Magazin danube connects

LITERATUR | Überraschend viel Lyrik aus Ungarn gab’s bei der Leipziger Buchmesse dank des Engagement des CHB - Collegium Hungaricum Berlin. Am Messestand (Halle 4, E308) lasen die Übersetzerinnen Monika Rinck und Orsolya Kalász aus dem Gedichtband „Ich übergebe das Zeitalter“ (Verlag Reinecke & Voß) von István Kemény. Im Zentrum des Buchs stehen aktuelle Langgedichte, um die sich ausgewählte Texte aus über 30 Jahren gruppieren: die Zwischensumme eines bedeutenden poetischen Werkes. István Kemény, geboren 1961 in Budapest, gehört zu den wichtigsten und einflussreichsten zeitgenössischen Schriftstellern Ungarns und Mitteleuropas. Seine vielfach ausgezeichneten Gedichte bewegen sich zwischen lebendiger Alltagsprache und surrealistischer Verfremdung, schöpfen dabei aus reichem historischen und mythologischen Repertoire, mit lakonisch-subversivem Witz und voll tiefer Melancholie.
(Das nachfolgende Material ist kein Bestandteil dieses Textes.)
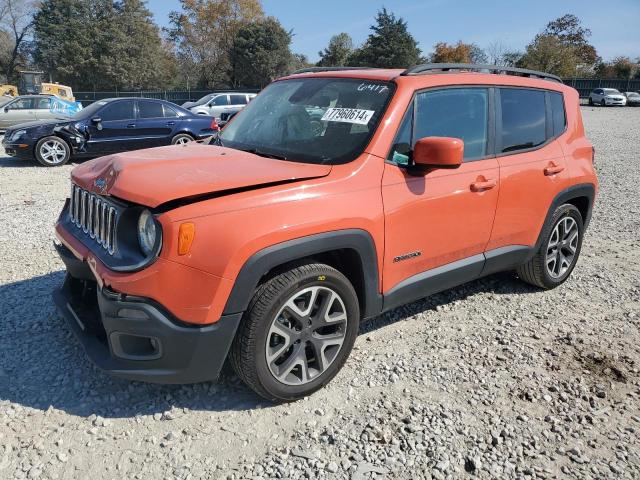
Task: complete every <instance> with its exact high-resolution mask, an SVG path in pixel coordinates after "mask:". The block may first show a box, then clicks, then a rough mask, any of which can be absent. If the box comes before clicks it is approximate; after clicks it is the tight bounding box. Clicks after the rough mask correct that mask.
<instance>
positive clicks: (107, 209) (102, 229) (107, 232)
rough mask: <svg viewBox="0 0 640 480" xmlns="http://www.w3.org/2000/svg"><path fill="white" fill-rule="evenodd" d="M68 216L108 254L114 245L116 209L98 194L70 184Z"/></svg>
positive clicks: (117, 220) (115, 228)
mask: <svg viewBox="0 0 640 480" xmlns="http://www.w3.org/2000/svg"><path fill="white" fill-rule="evenodd" d="M69 218H70V219H71V222H72V223H73V224H74V225H75V226H76V227H77V228H78V229H80V230H81V231H82V232H83V233H84V234H85V235H87V236H88V237H89V238H91V239H93V240H95V241H96V243H98V245H100V246H102V248H104V249H105V250H106V251H107V252H108V253H109V255H113V253H114V251H115V247H116V225H117V223H118V209H117V208H116V207H114V206H113V205H111V204H110V203H109V202H107V201H106V200H105V199H104V198H102V197H101V196H99V195H95V194H93V193H90V192H88V191H86V190H83V189H82V188H80V187H78V186H77V185H73V184H72V185H71V199H70V202H69Z"/></svg>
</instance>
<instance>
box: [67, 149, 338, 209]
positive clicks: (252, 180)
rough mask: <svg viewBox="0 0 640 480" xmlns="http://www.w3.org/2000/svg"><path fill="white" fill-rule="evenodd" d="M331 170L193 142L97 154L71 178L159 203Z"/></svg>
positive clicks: (302, 179)
mask: <svg viewBox="0 0 640 480" xmlns="http://www.w3.org/2000/svg"><path fill="white" fill-rule="evenodd" d="M330 171H331V167H330V166H328V165H312V164H306V163H296V162H288V161H284V160H275V159H270V158H264V157H261V156H258V155H254V154H252V153H247V152H243V151H241V150H233V149H231V148H225V147H217V146H213V145H202V144H197V143H191V144H187V145H174V146H171V147H159V148H150V149H147V150H138V151H133V152H127V153H119V154H116V155H109V156H106V157H101V158H97V159H95V160H91V161H89V162H86V163H83V164H81V165H79V166H77V167H76V168H74V169H73V171H72V172H71V179H72V180H73V182H74V183H76V184H77V185H79V186H80V187H82V188H84V189H85V190H89V191H91V192H94V193H97V194H100V195H111V196H113V197H117V198H121V199H123V200H127V201H130V202H133V203H137V204H140V205H145V206H148V207H157V206H158V205H161V204H163V203H166V202H169V201H171V200H178V199H182V198H188V197H197V196H200V195H207V194H212V193H219V192H225V191H229V190H236V189H246V188H254V187H255V188H257V187H260V186H268V185H272V184H276V183H287V182H293V181H296V180H304V179H309V178H318V177H324V176H325V175H328V174H329V172H330Z"/></svg>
Weiters wurde bei einer Abendveranstaltung in der Innenstadt die Lyrik-Anthologie „Dies wird die Hypnose des Jahrhderts“ (KLAK-Verlag) vorgestellt; Herausgeber sind Orsolya Kalász und Peter Holland. Gedichte der jüngsten, nach 1980 geborenen Generation, geschrieben in den letzten zehn Jahren, bieten Einblicke in die lebendige und vielfältige ungarische Lyrikszene, ihre Themen und Poetiken. Die große ungarische Tradition trifft auf die internationale literarische Moderne und Gegenwart, die Zerrüttungen der Wendezeit und des Posthistorischen spiegeln sich in den aktuellen gesellschaftlichen Entwicklungen.